We also suspect a potential resemblance in the pre-ovipositional behavior of weevil and wasps, since the apterous females of Mutillidae used to search the soil or rotting logs for host nests or cocoons, to oviposit directly into the cell or cocoon of the host ( Brothers 1995), whereas most females of Naupactini oviposit in hide niches in the soil, near the base of trunks and stems of its host plants, or between dead or fallen leaves ( Lanteri et al. 2002). During this period, potential predators such as birds, would avoid the mimic species when it is mistaken for the inedible model. Their aposematic coloration would warn these predators.

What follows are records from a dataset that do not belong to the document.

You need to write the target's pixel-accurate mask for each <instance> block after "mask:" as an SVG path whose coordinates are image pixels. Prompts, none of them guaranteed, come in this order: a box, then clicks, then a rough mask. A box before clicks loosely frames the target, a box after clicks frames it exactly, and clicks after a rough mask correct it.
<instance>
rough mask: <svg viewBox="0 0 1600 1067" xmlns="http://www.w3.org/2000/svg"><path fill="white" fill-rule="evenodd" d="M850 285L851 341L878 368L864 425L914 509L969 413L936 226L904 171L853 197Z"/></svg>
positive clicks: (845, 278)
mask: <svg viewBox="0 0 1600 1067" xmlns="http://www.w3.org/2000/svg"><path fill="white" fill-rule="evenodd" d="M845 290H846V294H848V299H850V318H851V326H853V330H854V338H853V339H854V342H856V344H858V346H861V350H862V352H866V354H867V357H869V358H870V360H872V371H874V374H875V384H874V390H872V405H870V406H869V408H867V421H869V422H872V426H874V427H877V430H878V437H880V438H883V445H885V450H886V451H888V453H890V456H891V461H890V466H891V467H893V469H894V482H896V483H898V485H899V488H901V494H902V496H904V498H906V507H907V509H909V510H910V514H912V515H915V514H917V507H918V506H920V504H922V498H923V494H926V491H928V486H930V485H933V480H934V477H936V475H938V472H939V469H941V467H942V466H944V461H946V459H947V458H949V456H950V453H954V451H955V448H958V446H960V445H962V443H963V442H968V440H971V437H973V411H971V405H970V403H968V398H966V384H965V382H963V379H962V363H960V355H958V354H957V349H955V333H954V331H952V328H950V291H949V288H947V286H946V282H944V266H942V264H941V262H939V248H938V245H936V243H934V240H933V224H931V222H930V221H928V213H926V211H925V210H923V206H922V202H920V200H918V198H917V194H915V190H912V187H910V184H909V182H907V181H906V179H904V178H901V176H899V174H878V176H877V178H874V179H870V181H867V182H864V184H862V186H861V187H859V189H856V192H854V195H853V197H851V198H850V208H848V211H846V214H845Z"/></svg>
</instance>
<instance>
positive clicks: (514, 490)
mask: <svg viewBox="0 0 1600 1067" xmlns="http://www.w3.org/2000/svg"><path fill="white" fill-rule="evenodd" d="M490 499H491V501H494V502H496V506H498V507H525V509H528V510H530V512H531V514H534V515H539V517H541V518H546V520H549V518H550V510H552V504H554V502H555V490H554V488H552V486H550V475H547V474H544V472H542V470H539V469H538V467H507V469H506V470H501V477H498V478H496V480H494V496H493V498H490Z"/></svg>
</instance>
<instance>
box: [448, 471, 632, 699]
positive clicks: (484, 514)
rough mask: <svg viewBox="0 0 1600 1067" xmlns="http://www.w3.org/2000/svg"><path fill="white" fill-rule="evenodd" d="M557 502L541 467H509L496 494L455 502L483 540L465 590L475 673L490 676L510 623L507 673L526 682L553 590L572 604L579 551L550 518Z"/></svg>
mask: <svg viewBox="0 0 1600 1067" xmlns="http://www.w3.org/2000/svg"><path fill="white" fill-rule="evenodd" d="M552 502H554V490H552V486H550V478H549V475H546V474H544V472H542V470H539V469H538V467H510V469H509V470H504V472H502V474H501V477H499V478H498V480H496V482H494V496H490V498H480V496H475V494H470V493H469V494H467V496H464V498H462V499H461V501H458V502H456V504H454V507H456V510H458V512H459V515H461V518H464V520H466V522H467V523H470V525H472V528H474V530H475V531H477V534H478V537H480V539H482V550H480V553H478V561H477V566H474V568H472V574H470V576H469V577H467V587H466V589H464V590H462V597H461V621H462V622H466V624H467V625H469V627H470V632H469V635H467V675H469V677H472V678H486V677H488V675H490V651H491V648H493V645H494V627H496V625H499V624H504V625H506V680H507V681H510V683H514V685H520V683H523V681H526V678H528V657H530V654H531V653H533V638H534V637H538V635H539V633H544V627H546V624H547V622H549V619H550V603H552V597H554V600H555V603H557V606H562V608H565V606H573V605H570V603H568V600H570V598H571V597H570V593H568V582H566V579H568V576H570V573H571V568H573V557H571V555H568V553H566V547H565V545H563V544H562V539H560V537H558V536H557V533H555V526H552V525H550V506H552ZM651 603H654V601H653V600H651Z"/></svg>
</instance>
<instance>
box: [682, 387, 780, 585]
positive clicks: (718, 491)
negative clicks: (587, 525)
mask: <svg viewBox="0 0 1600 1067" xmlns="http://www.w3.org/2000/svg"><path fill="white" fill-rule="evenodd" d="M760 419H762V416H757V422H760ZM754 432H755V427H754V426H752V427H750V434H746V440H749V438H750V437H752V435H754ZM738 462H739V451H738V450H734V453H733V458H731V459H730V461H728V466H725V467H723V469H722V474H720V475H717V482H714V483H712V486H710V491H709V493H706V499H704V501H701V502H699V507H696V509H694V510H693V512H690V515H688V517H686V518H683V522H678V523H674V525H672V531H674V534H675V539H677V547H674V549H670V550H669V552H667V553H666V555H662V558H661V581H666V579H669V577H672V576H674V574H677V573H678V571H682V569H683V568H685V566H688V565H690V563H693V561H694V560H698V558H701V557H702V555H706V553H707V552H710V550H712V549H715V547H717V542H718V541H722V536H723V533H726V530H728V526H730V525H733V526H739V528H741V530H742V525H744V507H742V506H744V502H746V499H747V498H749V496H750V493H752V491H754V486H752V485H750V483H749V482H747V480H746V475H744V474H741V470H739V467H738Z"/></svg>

Batesian mimicry in beetles is probably much more common than the scattered literature might suggest, especially in tropical areas ( Hespenheide 1995). Field work and a phylogenetic approach will be necessary to understand the biological association between weevils, wasps and predators in the rainforests of the Neotropics, and to explain the evolution of these complex adaptive systems.